Lonjakan keuntungan ini terjadi berkat performa Ekspor yang perkasa mengungguli angka impor.
Badan Pusat Statistik mencatat sepanjang Mei 2026, total nilai Ekspor Sulawesi Tengah menembus US$2.042,07 juta, atau tumbuh sebesar 3,65 persen jika dibandingkan periode yang sama tahun lalu.

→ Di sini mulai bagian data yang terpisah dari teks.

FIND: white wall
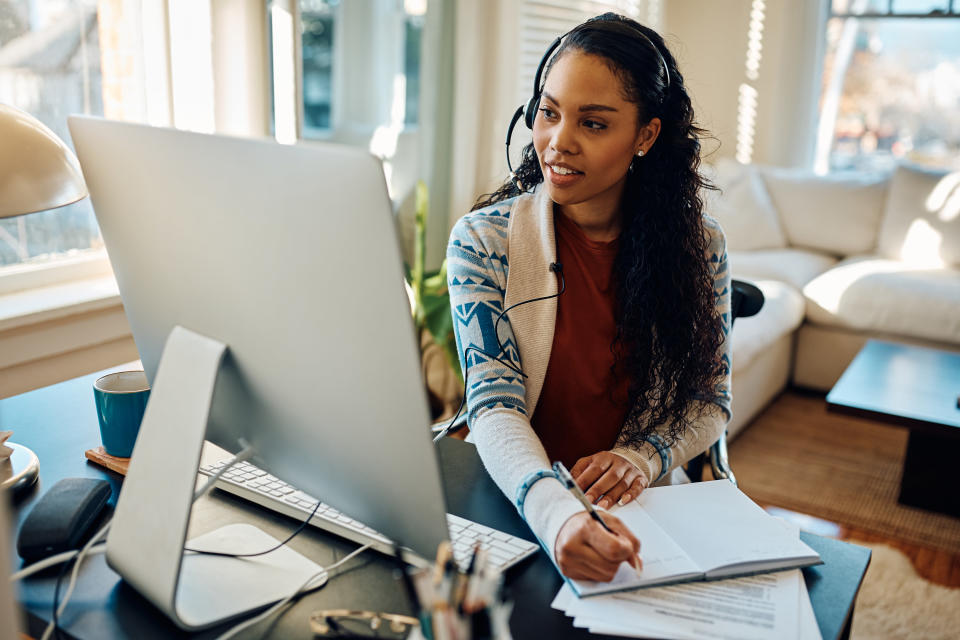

Di sisi lain, total nilai impor tercatat sebesar US$1.217,65 juta, meskipun angka ini juga ikut merangkak naik dibandingkan Mei 2025.
Komoditas besi dan baja masih menjadi primadona sekaligus tulang punggung utama Ekspor Sulawesi Tengah dengan menyumbang angka masif sebesar US$1.149,72 juta atau menguasai 56,3 persen dari total Ekspor.
Baca juga: Tolak Pencocokan Lahan Sengketa, Warga Tanjungsari Banggai Blokade Jl Yos Sudarso
Di posisi kedua dan ketiga, komoditas nikel membuntuti dengan nilai US$402,69 juta, disusul bahan bakar mineral senilai US$251,36 juta.
Dari sisi pintu keluar logistik, Pelabuhan Bahodopi memegang peran paling krusial dengan mendominasi arus Ekspor senilai US$1.727,19 juta atau setara dengan 78 persen dari keseluruhan aktivitas perdagangan internasional di wilayah ini.
Tiongkok mengukuhkan posisinya sebagai negara tujuan utama Ekspor Sulawesi Tengah pada Mei 2026 dengan menyerap pasar sebesar US$864,2 juta.
Menyusul di urutan kedua dan ketiga adalah Taiwan dengan nilai US$240,48 juta dan Vietnam senilai US$189,54 juta.
Secara kumulatif sepanjang periode Januari hingga Mei 2026, Tiongkok juga menjadi pelanggan terbesar dengan total nilai serapan mencapai US$4.976,92 juta, sekaligus mencatatkan peningkatan nilai Ekspor tertinggi.
Baca juga: Anwar Hafid Minta PT Poso Energy Percepat Perbaikan Rumah Warga Desa Sulewana
Sebaliknya, penurunan Ekspor terdalam secara kumulatif dialami oleh negara Turki yang merosot hingga US$97,50 juta.
Secara keseluruhan, akumulasi nilai Ekspor Sulawesi Tengah sepanjang lima bulan pertama tahun 2026 telah menyentuh angka US$10.397,31 juta.
Dari total tersebut, mayoritas barang senilai US$10.130,25 juta diEksportasi langsung melalui pelabuhan di dalam Provinsi Sulawesi Tengah, sementara sisanya bergerak melalui provinsi lain.
Jika dibandingkan dengan periode yang sama pada tahun sebelumnya, posisi nilai Ekspor kumulatif Sulawesi Tengah hingga Mei 2026 mengalami lompatan pertumbuhan yang sangat signifikan sebesar 20,42 persen. (*)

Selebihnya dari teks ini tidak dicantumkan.